This article was originally published on Saru Blog.
What You Will Learn
- What GitHub Agentic Workflows are
- How they differ from traditional GitHub Actions
- Benefits for Claude Code users
- What can be automated in a 200K-line SaaS project
- Key factors in the adoption decision
What Are GitHub Agentic Workflows?
On February 13, 2026, GitHub released this as a technical preview. Co-developed by GitHub Next, Microsoft Research, and Azure Core Upstream, it's open source under the MIT license.
In short, a mechanism for automatically running AI coding agents on GitHub Actions.
Traditional GitHub Actions strictly define "when X happens, do Y" in YAML. Agentic Workflows write "when X happens, make this kind of judgment" in Markdown. The AI makes the judgment.
Traditional GitHub Actions:
Event → YAML-defined steps → Deterministic execution
Agentic Workflows:
Event → Markdown-described objectives → AI judges and executes
How It Works
Workflow Definition
Place Markdown files in .github/workflows/. Markdown, not YAML.
---
on:
issues: opened
permissions:
contents: read
issues: write
safe-outputs:
add-comment: true
add-labels: true
engine: claude
---
## Issue Triage
When a new issue is created, analyze its content and apply appropriate labels.
## Criteria
- Bug report → `bug` label
- Feature request → `enhancement` label
- Question → `question` label
- Security-related → `security` label + raise priority
## Comments
Leave triage results as a comment.
The frontmatter specifies the trigger, permissions, and AI engine to use. The body describes "what you want done" in natural language.
Compilation and Execution
# Compile with CLI (generates lock.yml from Markdown)
gh aw compile
# Manual trigger
gh aw run
gh aw compile parses the Markdown and generates a .lock.yml for GitHub Actions. This lock file is the actual workflow that runs. The Markdown is the human-readable specification; the lock.yml is the machine-executable procedure.
Available AI Engines
| Engine | Authentication | Notes |
|---|---|---|
| Copilot CLI | Account auth tied to Copilot license | Default |
| Claude Code | ANTHROPIC_API_KEY |
Requires Anthropic API key |
| OpenAI Codex | OPENAI_API_KEY |
Requires OpenAI API key |
The ability to choose Claude Code as the engine makes it a natural choice for developers already using Claude Code.

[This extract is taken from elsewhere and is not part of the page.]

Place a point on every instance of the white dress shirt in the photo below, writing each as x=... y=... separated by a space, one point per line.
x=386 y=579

Differences from Traditional GitHub Actions
| Aspect | GitHub Actions (YAML) | Agentic Workflows (Markdown) |
|---|---|---|
| Definition | YAML (strict syntax) | Markdown (natural language) |
| Execution nature | Deterministic (same input → same output) | Non-deterministic (AI judges) |
| Best suited for | Builds, tests, deploys | Triage, reviews, reports |
| Permissions | Specified in workflow definition | Read-only by default + safe outputs |
| Error handling | Explicitly defined | AI judges |
The important point is that Agentic Workflows are not a replacement for CI/CD. GitHub's official blog states this explicitly:
Don't use agentic workflows as a replacement for GitHub Actions YAML workflows for CI/CD.

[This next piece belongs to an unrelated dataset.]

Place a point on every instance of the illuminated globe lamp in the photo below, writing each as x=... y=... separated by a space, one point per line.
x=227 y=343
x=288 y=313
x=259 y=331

Builds, tests, and deploys remain with traditional YAML workflows. Agentic Workflows handle "ambiguous tasks" requiring AI judgment. Under the concept of "Continuous AI," they complement existing CI/CD.
Considering Application to the Saru Project
Current Automation
Saru already has the following automated via GitHub Actions:
| Workflow | Purpose | Type |
|---|---|---|
| build-apis.yml | Go lint, unit tests, integration tests | CI (YAML) |
| build-portals.yml | Frontend type-check, lint, build | CI (YAML) |
| e2e-tests.yml | E2E tests for all portals | CI (YAML) |
| security-scan.yml | gosec, npm audit | CI (YAML) |
| cross-post.yml | Blog cross-posting to platforms | CD (YAML) |
These are all deterministic processes — no reason to replace them with Agentic Workflows.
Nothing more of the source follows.